Der andere Teil der Haustechnikplanung neben der Elektroplanung umfasst die Systeme, die vorwiegend auf den Medien Wasser und Luft basieren: Heizung, Lüftung und Sanitär. Leider gibt es keinen geläufigen Begriff für die Gesamtheit dieser Installationen. In der Praxis wird meistens mit Abkürzungen operiert. Man spricht beispielsweise sehr häufig von der HLS-Planung. Jeder im Bauwesen weiss, was darunter zu verstehen ist: Heizungs-, Lüftungs- und Sanitärplanung. Wenn dann noch ein «K» hinzukommt (HLKS-Planung), weiss der Fachmann, dass auch «Kälte» oder «Klima» ein Thema ist. – Die HLS-Planung hat in den letzten Jahren eine markante Entwicklung durchgemacht, ausgelöst durch den Trend zum Energiesparen.

Planungsgebiete

Im folgenden gehen wir auf die Planungsgebiete Heizung, Lüftung und Sanitär etwas näher ein. Die Fachingenieure der Haustechnik erbringen in der Regel für die ihnen anvertrauten gebäudetechnischen Teilsysteme die üblichen umfassenden Planungsleistungen gemäss der SIA-Honorarordnung 108. Diese beinhalten neben der technischen Konzeption auch Ausschreibung, Fachbauleitung, Rechnungskontrolle und dergleichen.

• Heizungsplanung
Ausgangspunkt ist die Ermittlung des Wärmeleistungsbedarfs. Dieser hängt neben dem beheizten Volumen unter anderem von der Wärmeisolation des Gebäudes sowie Wärmegewinnen durch Sonneneinstrahlung ab. Mit dem errechneten Bedarf als Ausgangsgrösse wird das Heizungssystem konzipiert. Im Wohnungsbau beispielsweise besteht es unter anderem aus den Komponenten Oeltank, Heizkessel, Kamin, Wärmeverteilung und Heizkörpern. Bei zahlreichen Sachfragen stellen sich Optimierungsprobleme, etwa bei der Wahl der Primärenergie (Öl oder Gas) oder der Art der Raumheizung (Radiatoren oder Bodenheizung).
Was im Wohnungsbau noch ziemlich übersichtlich ist, kann bei anderen Bauaufgaben sehr viel komplexer werden. Es ist beispielsweise durchaus möglich, dass eine industrielle Wärmeerzeugung aus mehreren grossen Kesseln besteht, getrennt für Raumheizung und Heisswasser für die Prozesswärme.

• Lüftungsplanung
Das Lüftungssystem wird in erster Linie durch die geforderte Luftqualität bestimmt, ausgedrückt beispielsweise in Luftwechselzahlen (sowie Kühllasten, falls klimatisiert werden soll). Die technischen Komponenten der Lüftung umfassen Zentralen, Kanäle sowie Regel- und Auslassbauteile aller Art. Optimierungsfragen stellen sich beispielsweise bei der Wahl der Luftführung im Raum.

• Sanitärplanung
In das Gebiet der Sanitärplanung fällt mehr, als man vielleicht auf Anhieb vermuten würde. Im Zentrum steht die Ver- und Entsorgung mit kaltem und warmem Wasser einschliesslich der notwendigen Endgeräte. Weniger bekannt ist, dass auch Sprinkleranlagen, Druckluftnetze oder Gasleitungen zur Sanitärplanung gehören.

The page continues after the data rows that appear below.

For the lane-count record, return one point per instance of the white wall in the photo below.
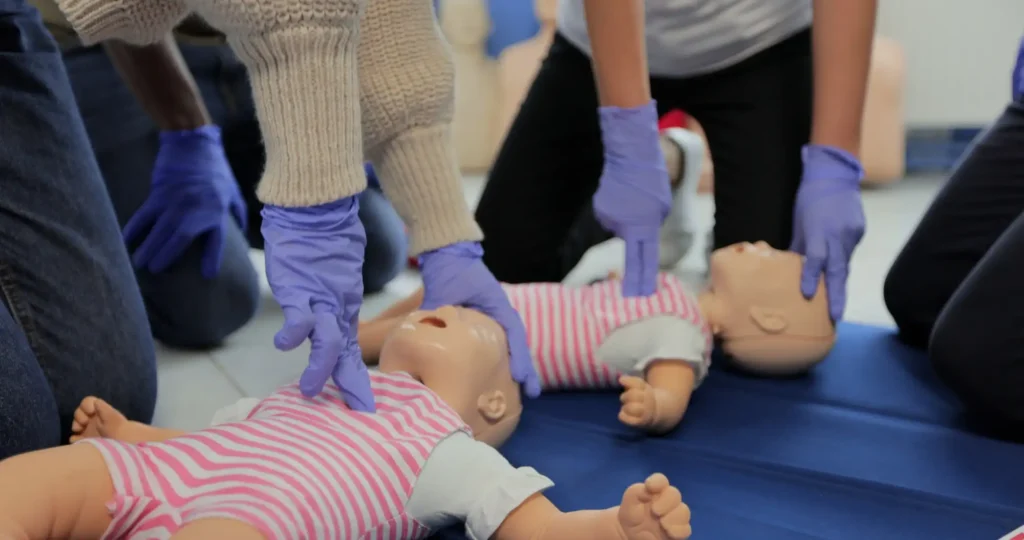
(960, 56)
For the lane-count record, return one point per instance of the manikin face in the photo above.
(758, 312)
(462, 356)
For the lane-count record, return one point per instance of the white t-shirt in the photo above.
(693, 37)
(463, 481)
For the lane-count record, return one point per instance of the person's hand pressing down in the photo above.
(456, 275)
(193, 198)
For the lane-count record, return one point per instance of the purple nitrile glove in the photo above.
(314, 265)
(1018, 78)
(456, 275)
(193, 196)
(634, 196)
(827, 221)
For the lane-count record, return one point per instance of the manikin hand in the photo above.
(654, 510)
(193, 198)
(827, 221)
(639, 403)
(634, 195)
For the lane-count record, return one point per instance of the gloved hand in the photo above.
(1018, 78)
(194, 194)
(634, 196)
(456, 276)
(827, 221)
(314, 265)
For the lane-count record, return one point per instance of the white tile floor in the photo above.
(194, 385)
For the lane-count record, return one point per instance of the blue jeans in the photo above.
(126, 142)
(72, 318)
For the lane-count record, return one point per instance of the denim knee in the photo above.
(386, 245)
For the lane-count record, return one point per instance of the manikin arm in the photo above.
(137, 22)
(671, 383)
(620, 53)
(538, 518)
(843, 33)
(161, 82)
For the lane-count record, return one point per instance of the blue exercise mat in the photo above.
(869, 446)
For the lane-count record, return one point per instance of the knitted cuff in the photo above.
(420, 175)
(137, 22)
(306, 90)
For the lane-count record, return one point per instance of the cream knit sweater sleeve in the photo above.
(137, 22)
(309, 67)
(407, 80)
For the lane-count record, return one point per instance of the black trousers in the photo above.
(965, 260)
(536, 210)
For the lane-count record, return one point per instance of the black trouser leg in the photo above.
(956, 285)
(545, 175)
(757, 116)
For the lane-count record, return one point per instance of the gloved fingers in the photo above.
(140, 222)
(213, 253)
(352, 379)
(161, 238)
(641, 266)
(814, 265)
(298, 326)
(837, 272)
(327, 345)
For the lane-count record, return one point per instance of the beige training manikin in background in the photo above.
(753, 307)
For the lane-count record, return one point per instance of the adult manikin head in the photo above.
(756, 309)
(462, 356)
(465, 23)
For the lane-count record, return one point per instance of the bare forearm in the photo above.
(843, 33)
(161, 82)
(538, 518)
(139, 432)
(616, 36)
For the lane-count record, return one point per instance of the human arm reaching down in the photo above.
(634, 196)
(828, 217)
(194, 195)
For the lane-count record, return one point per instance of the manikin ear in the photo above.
(769, 321)
(492, 405)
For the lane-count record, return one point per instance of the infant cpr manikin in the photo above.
(293, 467)
(657, 348)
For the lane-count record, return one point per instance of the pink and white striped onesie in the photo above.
(296, 468)
(570, 329)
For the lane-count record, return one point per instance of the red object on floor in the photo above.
(674, 118)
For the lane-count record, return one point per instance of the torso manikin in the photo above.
(883, 139)
(565, 326)
(294, 468)
(466, 25)
(518, 64)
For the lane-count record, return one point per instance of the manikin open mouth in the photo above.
(434, 322)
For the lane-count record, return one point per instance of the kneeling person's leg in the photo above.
(977, 345)
(55, 493)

Auswahlkriterien für HLS-Planer

Bei den Planern für Heizung, Lüftung und Sanitär richtet sich die Auswahl zunächst nach den gleichen Kriterien wie bei den anderen Planern auch. Im Vordergrund stehen etwa die allgemeine Leistungsfähigkeit, spezielle Fachkenntnisse, Referenzen und dergleichen. Die nachfolgenden Gesichtspunkte sind bei der Haustechnik zusätzlich zu berücksichtigen.

• Kriterium 1: Koppelung von Planungsleistungen
Die Planungsgebiete Heizung, Lüftung und Sanitär sind eng verwandt miteinander. Besonders enge Beziehungen bestehen zwischen Heizung und Lüftung. Wenn warme Luft weggelüftet wird, muss sie in Form von Heizenergie wieder zugeführt werden. Es ist deshalb naheliegend, beide Gebiete zusammen zu betrachten. Manchmal sind die Systeme für Heizung und Lüftung sogar identisch. Beispielsweise gibt es Heizungen für Hallen, die zugleich Lüftungen sind: zwei Funktionen mit der genau gleichen Hardware.

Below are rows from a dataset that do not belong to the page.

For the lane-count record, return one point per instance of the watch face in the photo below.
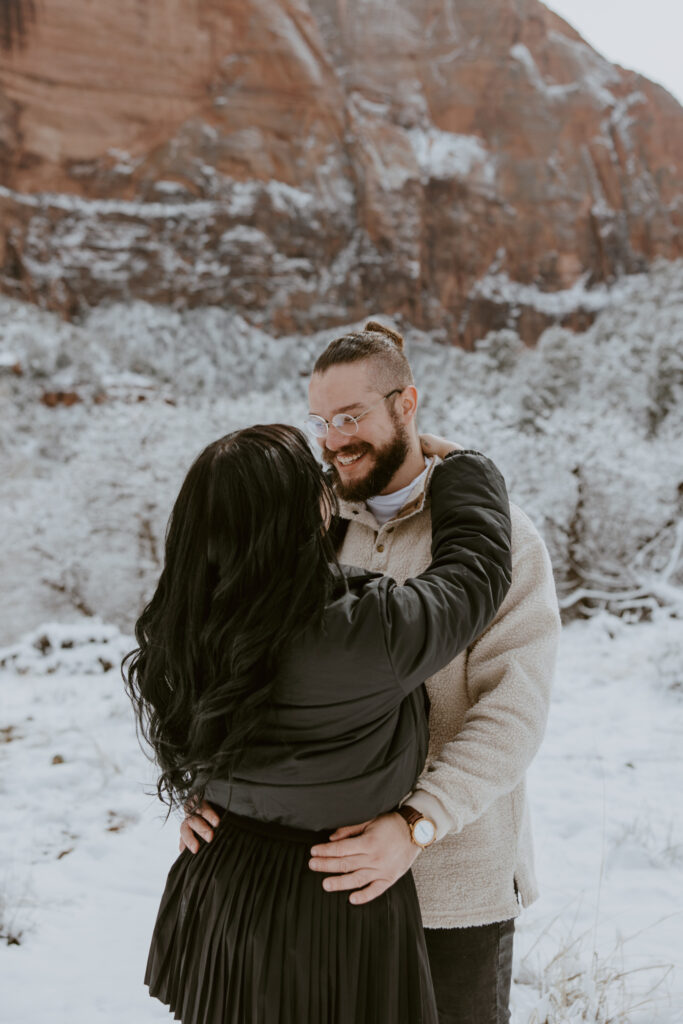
(424, 832)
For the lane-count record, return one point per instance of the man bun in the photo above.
(378, 328)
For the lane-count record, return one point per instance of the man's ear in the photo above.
(408, 402)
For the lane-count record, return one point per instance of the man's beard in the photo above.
(388, 461)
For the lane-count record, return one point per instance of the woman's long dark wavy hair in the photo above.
(247, 568)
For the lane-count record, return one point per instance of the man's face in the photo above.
(365, 463)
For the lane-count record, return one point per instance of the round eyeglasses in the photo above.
(342, 422)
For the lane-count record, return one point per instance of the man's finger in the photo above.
(341, 883)
(370, 893)
(206, 811)
(337, 865)
(342, 848)
(347, 830)
(190, 828)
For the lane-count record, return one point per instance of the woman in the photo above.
(289, 690)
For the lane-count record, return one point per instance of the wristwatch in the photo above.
(423, 829)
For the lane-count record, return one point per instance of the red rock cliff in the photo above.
(464, 165)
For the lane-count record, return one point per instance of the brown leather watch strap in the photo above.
(410, 814)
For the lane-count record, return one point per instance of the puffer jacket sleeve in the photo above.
(432, 617)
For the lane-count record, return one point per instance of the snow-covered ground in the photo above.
(100, 420)
(85, 853)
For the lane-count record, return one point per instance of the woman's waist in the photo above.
(310, 809)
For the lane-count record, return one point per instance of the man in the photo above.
(464, 829)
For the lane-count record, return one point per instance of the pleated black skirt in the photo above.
(247, 935)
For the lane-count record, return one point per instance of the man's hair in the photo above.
(379, 344)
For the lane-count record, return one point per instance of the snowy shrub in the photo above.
(84, 649)
(586, 428)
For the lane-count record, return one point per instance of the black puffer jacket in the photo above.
(347, 732)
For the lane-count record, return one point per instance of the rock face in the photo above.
(465, 166)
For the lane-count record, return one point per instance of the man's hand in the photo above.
(200, 822)
(367, 858)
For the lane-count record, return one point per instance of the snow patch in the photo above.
(500, 289)
(443, 155)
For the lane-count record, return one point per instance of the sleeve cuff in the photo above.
(431, 808)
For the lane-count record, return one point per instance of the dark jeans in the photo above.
(472, 972)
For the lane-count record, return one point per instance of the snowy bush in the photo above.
(104, 417)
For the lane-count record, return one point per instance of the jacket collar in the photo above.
(417, 501)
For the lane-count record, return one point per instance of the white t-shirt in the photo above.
(385, 507)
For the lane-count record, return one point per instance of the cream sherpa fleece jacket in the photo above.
(488, 711)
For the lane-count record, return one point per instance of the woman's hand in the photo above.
(433, 444)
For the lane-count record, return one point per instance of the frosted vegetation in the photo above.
(102, 418)
(99, 422)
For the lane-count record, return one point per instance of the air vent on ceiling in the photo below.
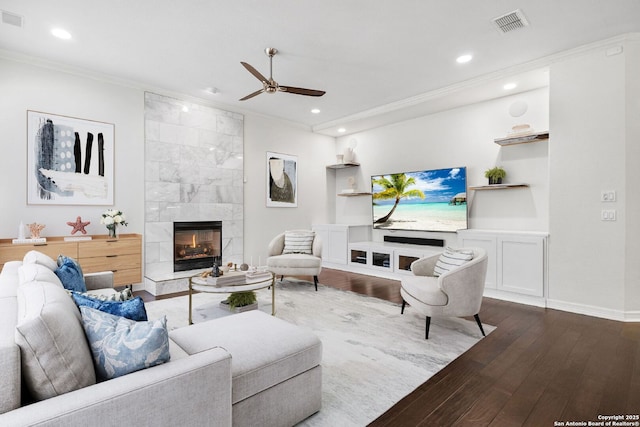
(510, 21)
(12, 19)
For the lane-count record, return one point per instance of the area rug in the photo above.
(372, 355)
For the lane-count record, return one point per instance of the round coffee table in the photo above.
(198, 283)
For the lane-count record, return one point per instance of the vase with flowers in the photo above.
(112, 219)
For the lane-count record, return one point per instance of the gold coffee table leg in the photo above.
(190, 319)
(273, 296)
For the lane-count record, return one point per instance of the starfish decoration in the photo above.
(78, 226)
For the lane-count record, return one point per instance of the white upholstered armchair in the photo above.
(447, 284)
(295, 253)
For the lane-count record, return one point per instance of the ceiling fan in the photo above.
(271, 86)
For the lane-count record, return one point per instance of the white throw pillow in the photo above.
(36, 257)
(55, 354)
(298, 242)
(451, 259)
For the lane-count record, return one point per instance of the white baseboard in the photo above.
(590, 310)
(513, 297)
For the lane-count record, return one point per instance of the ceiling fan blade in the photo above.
(255, 72)
(251, 95)
(301, 91)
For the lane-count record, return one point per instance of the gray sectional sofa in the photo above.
(247, 369)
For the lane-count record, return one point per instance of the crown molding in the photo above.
(540, 63)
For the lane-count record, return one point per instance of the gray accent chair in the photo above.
(295, 264)
(456, 293)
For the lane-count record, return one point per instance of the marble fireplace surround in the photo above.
(193, 172)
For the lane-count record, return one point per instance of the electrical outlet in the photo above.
(608, 215)
(608, 196)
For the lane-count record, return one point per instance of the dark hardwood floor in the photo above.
(539, 366)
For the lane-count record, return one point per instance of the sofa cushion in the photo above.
(9, 279)
(54, 351)
(425, 289)
(451, 259)
(132, 309)
(285, 350)
(37, 272)
(37, 257)
(294, 261)
(121, 346)
(298, 242)
(70, 274)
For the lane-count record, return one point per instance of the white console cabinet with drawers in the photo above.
(517, 269)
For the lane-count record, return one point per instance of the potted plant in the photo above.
(495, 175)
(237, 300)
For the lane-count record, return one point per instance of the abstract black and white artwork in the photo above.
(282, 180)
(70, 160)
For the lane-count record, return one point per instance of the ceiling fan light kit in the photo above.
(271, 86)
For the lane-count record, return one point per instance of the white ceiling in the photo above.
(370, 56)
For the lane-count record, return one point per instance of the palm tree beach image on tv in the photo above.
(429, 200)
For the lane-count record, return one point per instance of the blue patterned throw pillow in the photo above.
(70, 274)
(132, 309)
(121, 346)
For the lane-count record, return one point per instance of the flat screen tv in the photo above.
(428, 200)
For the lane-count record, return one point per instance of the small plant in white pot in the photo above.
(495, 175)
(241, 301)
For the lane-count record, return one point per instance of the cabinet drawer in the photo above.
(127, 277)
(106, 263)
(101, 248)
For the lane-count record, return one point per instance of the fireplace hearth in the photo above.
(196, 245)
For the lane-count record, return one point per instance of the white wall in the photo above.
(315, 203)
(28, 87)
(459, 137)
(591, 131)
(632, 155)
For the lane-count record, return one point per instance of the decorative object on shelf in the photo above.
(111, 219)
(518, 108)
(495, 175)
(522, 138)
(282, 180)
(78, 225)
(349, 154)
(35, 229)
(62, 169)
(520, 130)
(498, 186)
(351, 180)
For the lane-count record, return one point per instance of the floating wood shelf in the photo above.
(353, 194)
(343, 165)
(522, 139)
(498, 186)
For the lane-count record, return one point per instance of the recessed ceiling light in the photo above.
(463, 59)
(61, 34)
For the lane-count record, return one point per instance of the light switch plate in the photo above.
(608, 196)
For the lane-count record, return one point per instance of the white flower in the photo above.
(113, 217)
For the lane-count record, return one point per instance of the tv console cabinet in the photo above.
(122, 255)
(517, 268)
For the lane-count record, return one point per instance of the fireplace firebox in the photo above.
(196, 244)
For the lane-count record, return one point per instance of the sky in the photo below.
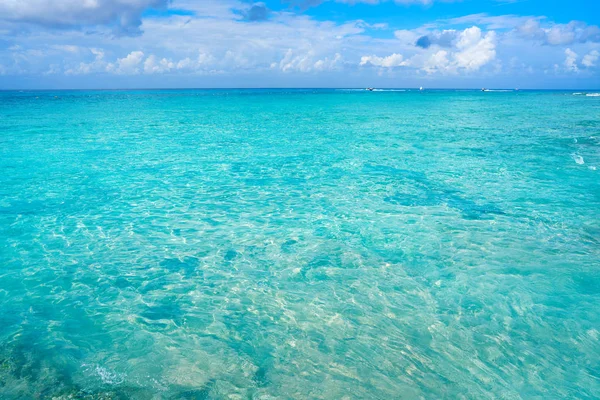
(81, 44)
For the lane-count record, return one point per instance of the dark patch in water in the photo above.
(428, 193)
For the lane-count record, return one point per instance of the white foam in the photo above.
(578, 159)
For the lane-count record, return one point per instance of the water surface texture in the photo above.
(299, 244)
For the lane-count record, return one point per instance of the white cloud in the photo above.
(153, 65)
(571, 60)
(475, 49)
(125, 15)
(99, 64)
(128, 65)
(590, 59)
(393, 60)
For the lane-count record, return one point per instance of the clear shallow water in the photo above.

Etwas weniger eng ist die Beziehung zwischen Sanitär und Heizung. Allerdings gibt es auch hier Berührungspunkte. Die Kunststoffleitungen in Betondecken für Heizung und Sanitär beispielsweise sind äusserlich praktisch gleich. Die Sanitärleitungen bestehen lediglich aus einer etwas höheren Qualität. Der Schluss liegt deshalb nahe, dass gleichartige Bauteile auch von den gleichen Fachleuten geplant werden sollen.

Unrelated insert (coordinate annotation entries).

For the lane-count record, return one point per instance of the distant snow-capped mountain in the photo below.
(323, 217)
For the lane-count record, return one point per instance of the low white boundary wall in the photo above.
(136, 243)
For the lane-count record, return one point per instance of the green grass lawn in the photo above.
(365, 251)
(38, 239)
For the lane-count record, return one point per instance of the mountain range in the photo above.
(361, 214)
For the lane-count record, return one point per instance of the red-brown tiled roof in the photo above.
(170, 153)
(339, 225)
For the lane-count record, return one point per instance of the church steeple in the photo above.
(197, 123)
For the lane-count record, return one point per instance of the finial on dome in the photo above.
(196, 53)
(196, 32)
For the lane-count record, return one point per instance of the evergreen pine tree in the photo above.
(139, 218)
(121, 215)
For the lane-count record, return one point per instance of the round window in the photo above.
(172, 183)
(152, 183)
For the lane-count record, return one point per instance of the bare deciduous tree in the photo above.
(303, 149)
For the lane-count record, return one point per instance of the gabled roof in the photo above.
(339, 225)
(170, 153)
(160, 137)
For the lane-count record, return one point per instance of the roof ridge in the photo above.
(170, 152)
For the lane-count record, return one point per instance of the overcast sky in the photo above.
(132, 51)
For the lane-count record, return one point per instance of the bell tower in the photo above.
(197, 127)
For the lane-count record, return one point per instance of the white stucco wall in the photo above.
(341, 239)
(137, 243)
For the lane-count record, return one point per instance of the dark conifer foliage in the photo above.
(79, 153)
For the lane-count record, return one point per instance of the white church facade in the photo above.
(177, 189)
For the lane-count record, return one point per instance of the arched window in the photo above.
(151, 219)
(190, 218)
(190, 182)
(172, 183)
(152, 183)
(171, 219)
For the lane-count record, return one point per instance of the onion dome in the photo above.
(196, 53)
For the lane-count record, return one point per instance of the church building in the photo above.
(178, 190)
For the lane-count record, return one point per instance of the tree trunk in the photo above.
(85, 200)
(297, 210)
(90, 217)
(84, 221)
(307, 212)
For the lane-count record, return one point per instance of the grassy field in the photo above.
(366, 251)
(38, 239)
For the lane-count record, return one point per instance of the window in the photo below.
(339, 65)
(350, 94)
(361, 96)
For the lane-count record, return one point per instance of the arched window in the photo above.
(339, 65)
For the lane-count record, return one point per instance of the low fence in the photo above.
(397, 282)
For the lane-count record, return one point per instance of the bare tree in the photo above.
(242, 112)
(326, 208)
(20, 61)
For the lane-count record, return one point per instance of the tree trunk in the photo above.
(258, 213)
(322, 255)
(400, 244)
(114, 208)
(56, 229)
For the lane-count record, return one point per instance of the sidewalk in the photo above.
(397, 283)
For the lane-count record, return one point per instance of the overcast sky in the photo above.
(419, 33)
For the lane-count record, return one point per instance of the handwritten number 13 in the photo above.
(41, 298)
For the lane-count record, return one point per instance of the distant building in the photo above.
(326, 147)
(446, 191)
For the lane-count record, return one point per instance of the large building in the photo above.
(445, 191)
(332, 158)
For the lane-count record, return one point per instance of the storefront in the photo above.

Es stellt sich nun für die Bauherrschaft die Frage, ob sie die verwandten Planungsleistungen einzeln von unabhängigen Firmen oder gekoppelt vom gleichen Anbieter verpflichten will. Beides ist möglich. Der erste Fall dürfte der häufigere sein. Zunehmend setzt sich aber die zweite Variante durch. Persönlich bin ich der Auffassung, dass eine paketweise Verpflichtung grosse Vorteile bringt und zu empfehlen ist. Ich habe durchwegs gute Erfahrung gemacht damit. Die Planungsgebiete sind nämlich derart eng miteinander verknüpft, dass in vielen Fällen eine effiziente Planung sonst gar nicht möglich ist. Insbesondere die Koordination wird ungemein erleichtert, wenn gegenseitig abhängige Planungen in der gleichen Firma und am gleichen Ort bearbeitet werden. Bei der Besprechung der Fachkoordination (siehe Abschnitt 7.7 «Die Projektorganisation»; Absatz «Die Fachkoordination») werden wir auf diesen Aspekt zurückkommen. – Der Markt reagiert auf die zunehmende Nachfrage nach gekoppelten Haustechnik-Planungsleistungen, indem laufend mehr Firmen die ganze Bandbreite von HLS abdecken.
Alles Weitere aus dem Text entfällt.